Here's what happens: Mary descends the stairs, lost in a morphine haze. Her hair is braided into girlish pigtails, her wedding dress draped across her arm. She recounts a tale of Mother Elizabeth, a nun at the convent school she attended. Mary ends by remembering when she met and fell in love with James Tyrone. It seems that Mary has gone beyond casual remembering and is almost drowning herself in the past. Why might she do such a thing? And what does it say about the play as a whole?

Let's take a second to pick apart some of these details or this last moment. First, there's the pigtails. That's a no-brainer. It's the hairstyle of a young girl, quite possibly the style in which she wore her own hair as a child. Could Mary be looking for the innocence she had as a girl, before the big bad world wrecked her life? There's a good chance of it.

Then there's Mother Elizabeth. Mary told the nun that she had a vision from the Virgin, calling Mary to become a nun herself. Mother Elizabeth advised Mary that she should wait a couple of years and then decide. Did you notice all the mother imagery in this little story? You've got Mother Elizabeth and the Virgin Mary, Mother of Jesus. Are these the figures that Mary has been digging so desperately in the past to find? Mary describes Mother Elizabeth as "sweet and good" and admits that she loves "her better than [her] own mother" (4.1.242). Then, of course, there's the Virgin Mary, who in the Christian tradition often seen as the most perfect unspoiled mother of all time. Does our Mary wish she could live up to her namesake? We figure that it's probably not a coincidence that the guilty, drug-addled Mary wants to lose herself in memories of untainted mother figures. Could she see in them the mother she failed to be? Does she blame them for deserting her?

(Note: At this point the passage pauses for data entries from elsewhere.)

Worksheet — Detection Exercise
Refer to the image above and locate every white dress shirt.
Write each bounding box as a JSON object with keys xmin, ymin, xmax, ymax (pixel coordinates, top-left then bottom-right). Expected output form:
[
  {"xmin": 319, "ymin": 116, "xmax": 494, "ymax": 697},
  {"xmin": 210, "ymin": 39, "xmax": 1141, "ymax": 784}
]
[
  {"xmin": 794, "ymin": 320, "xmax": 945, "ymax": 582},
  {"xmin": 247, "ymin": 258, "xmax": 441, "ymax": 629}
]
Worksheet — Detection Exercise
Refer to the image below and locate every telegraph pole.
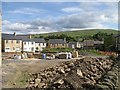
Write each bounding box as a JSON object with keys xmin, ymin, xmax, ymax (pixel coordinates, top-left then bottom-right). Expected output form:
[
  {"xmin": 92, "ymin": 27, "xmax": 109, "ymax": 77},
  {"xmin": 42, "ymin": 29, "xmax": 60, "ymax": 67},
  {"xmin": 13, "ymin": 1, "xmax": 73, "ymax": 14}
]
[
  {"xmin": 117, "ymin": 31, "xmax": 120, "ymax": 60},
  {"xmin": 0, "ymin": 8, "xmax": 1, "ymax": 67},
  {"xmin": 0, "ymin": 2, "xmax": 2, "ymax": 89},
  {"xmin": 0, "ymin": 3, "xmax": 1, "ymax": 67}
]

Last but not least, we have two reminders of Mary's marriage to James Tyrone. There's the wedding dress, a pretty obvious symbol of the wedding to which she wore it. We should also take note that wedding dresses in general symbolize innocence and virginity. Is Mary looking for some lost purity?

Then, of course, there's the famous heartbreaking last line – "Then in the spring something happened to me. Yes, I remember. I fell in love with James Tyrone and was so happy for time" (4.1.242). Is Mary comforted by this brief flash of happiness? Or is she tortured by it, because of all the badness that followed after? Chances are, as is the case so often in the play, this memory is a comfort and a torment at the same time.

But what might Mary's final descent into memory say about the overall play? We have a theory. As you read the play, take note of the pattern of Mary's remembrances. Slowly but surely, with the aid of morphine, she moves backwards in time. She starts mostly harping on the recent past – the miserable hotels, James being cheap. Then she moves backwards to Edmund's painful birth and Eugene's painful death. Back and back she goes until finally at the end we have her convent days and the beginning of her relationship with Tyrone.

O'Neill ends the play at the beginning. In a way, the play cycles backwards and forwards at the same time. All the Tyrones generally follow this same regressive or backward trajectory. (Check out each Tyrone's "Character Analysis".) While the Tyrones do progress forward through the day, they are gradually dragged into the past by the weight of their memories. Mary's final descent seems to be a brilliant punctuation mark to this fascinating structure. Mrs. Tyrone probably sums up this pattern best when she says, "The past is the present isn't it? It's the future too" (2.2.103).